This also means that the full dataframe is not regular, in particular with respect to sorting and
filtering. It can be transformed into two distinct dataframes: 

- one for the input bank rows (plus rule columns), which can be sorted or filtered after removing NA rows.
- another for the processed rows.


The bank statements are added first, as this is the cornerstone of the system. 

- It is not possible to add a row without any corresponding bank statement (except maybe for zero 
transactions artefacts?).
- Bank statement can be left pending, i.e. not processed yet. This allows saving the book when not
  all input rows have been processed yet.

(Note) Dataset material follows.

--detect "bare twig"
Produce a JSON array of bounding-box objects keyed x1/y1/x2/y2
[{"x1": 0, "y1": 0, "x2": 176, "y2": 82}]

## Rules (from 1_new_rule.py)

A rule is a dict with keys:

- N: int, interval of time expressed in time_unit
- time_unit: 'days', 'weeks', 'months', 'years'
- from_date: date, start of the rule being applied
- time_span: 'forever', 'only once', 'until ...'
- to_date: date, defined only if time_span is 'until ...'
- window: int, number of days allowed between expected date and real date
- must_happens: bool, whether the rule can or must be applied
- disabled: bool, whether the rule is currently disabled
- text_contains: str, text filter being applied
- amount_range: bool, whether the amount is a range or a single value
- amount: pair (float, float), the amount to match (absolute value)
- sign: 'any', 'credit', 'debit'

Todo: it should be connected to what to do with it: automatic or partial, 



## Tests bank statements (from accounting-tests/ipynb)

It should be possible to specify the format (even several possible formats) explicitly. Parameters:

- encoding
- separator (should be TAB if \t)
- table_first_row 
- column no for: (column nos indexed from 1)
    - col_date
    - col_object
    - col_amount (possibly two cols: cred:deb)
    - col_balance (if no column, absolute cell?)
- decimal_point_char
- date_format_pos_day
- top_most_recent


NO (The system will use its best guess for anything not specified?)

The UI could propose the detected format config and store it directly in the output file.

## Amount columns

- If single amount column, must be the amount
- If 3 amount columns, then must be cred, deb, balance. check that cred - deb = balance
- If 2 amount columns: if prev balance + amount = current balance then amount, balance; otherwise cred, deb

## About date format

The date format cannot reliably be "guessed" from a date string in all cases, even though the `dateutil` package provides a function for that (see below): in case of an ambiguous date such as 02/03/2024, the function assumes the US format (or maybe uses the locale and by default US locale?).

My approach: assume the date is made of 8 digits 2+2+4 in any order, separated by predefined possible separators (e.g. `/` or `-`). The 4 digits is obviously the year. Between the two 2 digits positions, search across rows if any of the numbers is higher than 12, marking this position as day. If no such luck, raise a warning and assume European format.